Lawmakers should direct physicians’ licensure fees to the board so it can better accomplish its mission, particularly since the actual number of licensees has exceeded the anticipated number in the budget for the past several sessions.
Oppose federal preemption of state civil justice reforms
For decades, even before Texas passed our landmark medical liability reforms in 2003, organized medicine has pushed the U.S. Congress to enact national liability reforms based on the Texas and California tort models.
TMA supports the enactment of fair federal medical liability reforms because we know the very positive effects of the 2003 Texas reforms.

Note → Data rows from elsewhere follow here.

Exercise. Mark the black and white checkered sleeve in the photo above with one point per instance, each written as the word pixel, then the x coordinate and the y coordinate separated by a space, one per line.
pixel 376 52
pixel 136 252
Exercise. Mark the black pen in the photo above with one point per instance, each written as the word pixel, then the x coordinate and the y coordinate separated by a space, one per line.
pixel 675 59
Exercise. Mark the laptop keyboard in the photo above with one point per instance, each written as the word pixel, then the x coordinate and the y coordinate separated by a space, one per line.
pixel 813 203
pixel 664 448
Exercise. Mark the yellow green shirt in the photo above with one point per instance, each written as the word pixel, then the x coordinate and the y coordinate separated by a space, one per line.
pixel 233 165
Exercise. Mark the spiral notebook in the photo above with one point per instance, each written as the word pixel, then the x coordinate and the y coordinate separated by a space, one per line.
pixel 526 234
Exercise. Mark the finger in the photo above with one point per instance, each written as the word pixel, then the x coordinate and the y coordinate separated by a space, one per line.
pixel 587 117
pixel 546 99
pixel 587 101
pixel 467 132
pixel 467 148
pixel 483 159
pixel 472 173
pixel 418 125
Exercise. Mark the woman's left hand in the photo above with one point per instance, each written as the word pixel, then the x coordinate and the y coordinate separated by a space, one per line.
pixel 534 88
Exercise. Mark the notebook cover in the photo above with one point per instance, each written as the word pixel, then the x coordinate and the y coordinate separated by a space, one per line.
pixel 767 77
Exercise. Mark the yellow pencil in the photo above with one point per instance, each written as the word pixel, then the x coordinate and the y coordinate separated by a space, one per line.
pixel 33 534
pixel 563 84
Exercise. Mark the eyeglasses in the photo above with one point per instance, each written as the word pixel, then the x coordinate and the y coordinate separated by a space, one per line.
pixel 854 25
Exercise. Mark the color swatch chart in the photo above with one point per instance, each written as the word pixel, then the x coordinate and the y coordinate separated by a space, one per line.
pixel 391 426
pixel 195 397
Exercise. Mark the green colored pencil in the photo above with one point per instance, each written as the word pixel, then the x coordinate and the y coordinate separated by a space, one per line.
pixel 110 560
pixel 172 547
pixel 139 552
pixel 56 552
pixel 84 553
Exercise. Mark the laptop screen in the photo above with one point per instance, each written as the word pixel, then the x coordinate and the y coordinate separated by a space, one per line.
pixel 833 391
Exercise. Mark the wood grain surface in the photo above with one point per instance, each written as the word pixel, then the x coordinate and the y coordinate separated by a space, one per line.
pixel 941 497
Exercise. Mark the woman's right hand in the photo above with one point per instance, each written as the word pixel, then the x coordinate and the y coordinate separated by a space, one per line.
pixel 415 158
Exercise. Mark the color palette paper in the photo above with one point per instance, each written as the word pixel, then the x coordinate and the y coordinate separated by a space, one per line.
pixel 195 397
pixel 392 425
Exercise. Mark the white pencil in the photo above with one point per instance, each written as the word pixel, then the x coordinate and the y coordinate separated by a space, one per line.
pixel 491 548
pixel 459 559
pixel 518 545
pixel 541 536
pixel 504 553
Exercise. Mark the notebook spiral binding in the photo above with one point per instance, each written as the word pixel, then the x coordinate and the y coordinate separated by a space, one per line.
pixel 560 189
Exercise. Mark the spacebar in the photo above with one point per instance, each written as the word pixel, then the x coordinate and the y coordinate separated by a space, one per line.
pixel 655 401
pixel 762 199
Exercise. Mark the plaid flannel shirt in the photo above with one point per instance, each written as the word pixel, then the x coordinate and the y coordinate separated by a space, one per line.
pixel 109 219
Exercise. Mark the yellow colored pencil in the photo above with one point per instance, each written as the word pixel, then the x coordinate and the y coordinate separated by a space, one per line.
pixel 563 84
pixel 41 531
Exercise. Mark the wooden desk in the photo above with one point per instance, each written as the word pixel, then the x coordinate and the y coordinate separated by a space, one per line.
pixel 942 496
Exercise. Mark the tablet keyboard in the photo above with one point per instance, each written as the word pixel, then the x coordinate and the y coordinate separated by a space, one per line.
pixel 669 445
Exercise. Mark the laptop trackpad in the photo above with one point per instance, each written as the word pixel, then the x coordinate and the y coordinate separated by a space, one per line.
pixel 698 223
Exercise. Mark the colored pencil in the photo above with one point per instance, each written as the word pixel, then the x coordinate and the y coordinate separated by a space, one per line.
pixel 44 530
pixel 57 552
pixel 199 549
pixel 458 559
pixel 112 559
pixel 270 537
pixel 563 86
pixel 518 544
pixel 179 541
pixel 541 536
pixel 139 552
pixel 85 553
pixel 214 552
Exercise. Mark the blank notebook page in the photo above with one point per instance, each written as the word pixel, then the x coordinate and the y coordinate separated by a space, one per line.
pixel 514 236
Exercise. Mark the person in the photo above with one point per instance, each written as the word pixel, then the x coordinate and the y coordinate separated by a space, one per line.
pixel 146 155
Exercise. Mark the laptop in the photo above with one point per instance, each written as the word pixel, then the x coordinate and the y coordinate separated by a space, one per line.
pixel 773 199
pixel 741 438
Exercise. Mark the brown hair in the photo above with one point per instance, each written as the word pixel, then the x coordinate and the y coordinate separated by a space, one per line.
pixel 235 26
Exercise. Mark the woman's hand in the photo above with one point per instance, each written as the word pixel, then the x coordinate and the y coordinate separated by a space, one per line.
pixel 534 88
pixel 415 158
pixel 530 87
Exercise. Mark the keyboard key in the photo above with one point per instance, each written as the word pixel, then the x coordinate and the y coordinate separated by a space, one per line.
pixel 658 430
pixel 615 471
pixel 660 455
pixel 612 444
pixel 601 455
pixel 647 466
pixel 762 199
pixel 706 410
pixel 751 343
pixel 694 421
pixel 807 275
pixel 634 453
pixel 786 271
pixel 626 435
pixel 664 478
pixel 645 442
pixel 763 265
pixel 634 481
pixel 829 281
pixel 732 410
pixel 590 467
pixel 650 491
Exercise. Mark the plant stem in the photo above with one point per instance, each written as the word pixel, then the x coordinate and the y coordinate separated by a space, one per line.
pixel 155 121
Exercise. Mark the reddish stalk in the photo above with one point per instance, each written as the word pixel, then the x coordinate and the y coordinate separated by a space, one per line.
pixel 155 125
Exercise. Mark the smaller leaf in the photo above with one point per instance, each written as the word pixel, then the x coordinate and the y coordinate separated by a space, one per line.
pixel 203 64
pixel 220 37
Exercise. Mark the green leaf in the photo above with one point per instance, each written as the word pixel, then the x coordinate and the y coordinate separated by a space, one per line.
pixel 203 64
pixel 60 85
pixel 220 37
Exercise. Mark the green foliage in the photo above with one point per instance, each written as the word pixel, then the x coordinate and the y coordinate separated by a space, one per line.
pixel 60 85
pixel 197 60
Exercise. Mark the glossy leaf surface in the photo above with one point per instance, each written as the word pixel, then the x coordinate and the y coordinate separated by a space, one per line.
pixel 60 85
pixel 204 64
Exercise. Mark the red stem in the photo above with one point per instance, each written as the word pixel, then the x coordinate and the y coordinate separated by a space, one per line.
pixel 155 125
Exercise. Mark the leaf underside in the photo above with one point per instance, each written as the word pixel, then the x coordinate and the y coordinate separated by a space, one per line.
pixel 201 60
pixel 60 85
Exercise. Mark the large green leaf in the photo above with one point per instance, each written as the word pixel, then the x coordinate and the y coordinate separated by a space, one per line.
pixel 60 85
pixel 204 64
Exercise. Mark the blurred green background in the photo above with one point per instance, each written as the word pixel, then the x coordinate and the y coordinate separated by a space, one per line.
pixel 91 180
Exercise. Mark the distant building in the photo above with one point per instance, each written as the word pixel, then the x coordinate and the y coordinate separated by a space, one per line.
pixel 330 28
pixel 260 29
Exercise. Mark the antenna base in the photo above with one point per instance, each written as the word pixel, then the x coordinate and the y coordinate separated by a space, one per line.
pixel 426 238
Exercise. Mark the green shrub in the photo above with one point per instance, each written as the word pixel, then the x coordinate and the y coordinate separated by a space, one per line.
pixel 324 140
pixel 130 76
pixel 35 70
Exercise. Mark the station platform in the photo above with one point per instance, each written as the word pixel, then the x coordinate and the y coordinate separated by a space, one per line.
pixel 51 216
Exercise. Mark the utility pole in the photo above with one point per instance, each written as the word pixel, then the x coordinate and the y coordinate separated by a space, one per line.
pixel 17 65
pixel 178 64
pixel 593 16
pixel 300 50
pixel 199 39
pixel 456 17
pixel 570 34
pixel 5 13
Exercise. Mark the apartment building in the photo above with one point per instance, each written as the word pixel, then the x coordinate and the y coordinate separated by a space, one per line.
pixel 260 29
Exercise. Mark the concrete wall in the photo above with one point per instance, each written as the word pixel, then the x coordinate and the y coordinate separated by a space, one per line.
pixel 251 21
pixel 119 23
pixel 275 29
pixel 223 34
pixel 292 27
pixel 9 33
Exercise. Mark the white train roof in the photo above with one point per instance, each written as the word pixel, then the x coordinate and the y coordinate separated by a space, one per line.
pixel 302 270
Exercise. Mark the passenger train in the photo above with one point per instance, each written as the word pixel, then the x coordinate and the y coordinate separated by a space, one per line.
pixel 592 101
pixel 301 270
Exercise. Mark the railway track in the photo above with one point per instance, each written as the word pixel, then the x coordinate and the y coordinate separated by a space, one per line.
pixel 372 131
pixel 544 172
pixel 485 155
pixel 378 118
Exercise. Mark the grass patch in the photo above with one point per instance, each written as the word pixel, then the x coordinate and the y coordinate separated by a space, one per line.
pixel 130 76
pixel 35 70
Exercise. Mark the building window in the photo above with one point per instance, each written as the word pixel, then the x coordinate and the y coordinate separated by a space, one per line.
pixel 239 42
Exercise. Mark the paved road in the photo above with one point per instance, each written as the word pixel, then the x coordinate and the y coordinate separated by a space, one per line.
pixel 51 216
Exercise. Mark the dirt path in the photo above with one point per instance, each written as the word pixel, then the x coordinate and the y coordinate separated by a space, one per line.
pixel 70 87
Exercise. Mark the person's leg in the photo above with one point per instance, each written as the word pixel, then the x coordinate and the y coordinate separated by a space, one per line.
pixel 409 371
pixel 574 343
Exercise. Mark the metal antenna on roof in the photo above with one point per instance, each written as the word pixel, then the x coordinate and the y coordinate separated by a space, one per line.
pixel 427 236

On the other hand, TMA and other state medical societies have been extremely diligent in ensuring that any national legislation under consideration — including pushes for federal tort reform — doesn’t reverse or supersede strong laws already on the books in state capitals around the country.
- Protect Texas’ existing medical liability reform laws, including caps on noneconomic damages and protections for emergency services.
- Stop efforts to create new causes of actions against physicians and other health care providers who are delivering science-based and clinically appropriate care.
- Maintain the integrity of the Texas Advance Directives Act, free from exposure to medical liability suits. Do not yield to forces that seek to introduce litigious strategies into one of the hardest moments any family or physician faces.
- Require all revenue derived from physicians’ licensure fees be used to fund the fixed and variable costs associated with the Texas Medical Board’s operations.
- Oppose federal preemption of state civil justice reforms.